Java's TreeMap provides efficient access to the first (lowest) and last (highest) keys.

java
import java.util.TreeMap;

class Solution {
    public long continuousSubarrays(int[] nums) {
        long count = 0;
        int left = 0;
        // TreeMap keeps keys sorted naturally
        TreeMap<Integer, Integer> map = new TreeMap<>();

        for (int right = 0; right < nums.length; right++) {
            map.put(nums[right], map.getOrDefault(nums[right], 0) + 1);

            // Check validity: max - min > 2
            while (map.lastKey() - map.firstKey() > 2) {
                map.put(nums[left], map.get(nums[left]) - 1);
                if (map.get(nums[left]) == 0) {
                    map.remove(nums[left]);
                }
                left++;
            }

            // All subarrays ending at 'right' starting from 'left' to 'right' are valid
            count += (right - left + 1);
        }

        return count;
    }
}

Python Solution for LeetCode 2762

In Python, we can use a standard dictionary.

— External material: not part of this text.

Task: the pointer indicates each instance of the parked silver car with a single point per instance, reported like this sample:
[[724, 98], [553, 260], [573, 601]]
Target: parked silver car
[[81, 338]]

Since the window size (in terms of unique values) is constrained to be very small (max diff 2 means $\approx$ 3 keys), min() and max() on the dictionary keys are effectively $O(1)$.

python
from collections import defaultdict

class Solution:
    def continuousSubarrays(self, nums: List[int]) -> int:
        count = 0
        left = 0
        freq = defaultdict(int)
        
        for right, num in enumerate(nums):
            freq[num] += 1
            
            # Check condition. Since valid range is small, 
            # finding max/min of keys is effectively O(1).
            while max(freq) - min(freq) > 2:
                freq[nums[left]] -= 1
                if freq[nums[left]] == 0:
                    del freq[nums[left]]
                left += 1
            
            # Add number of valid subarrays ending at current index
            count += (right - left + 1)
            
        return count

In all these cases, the logic add(right) -> while(invalid) remove(left) -> update_answer remains the same.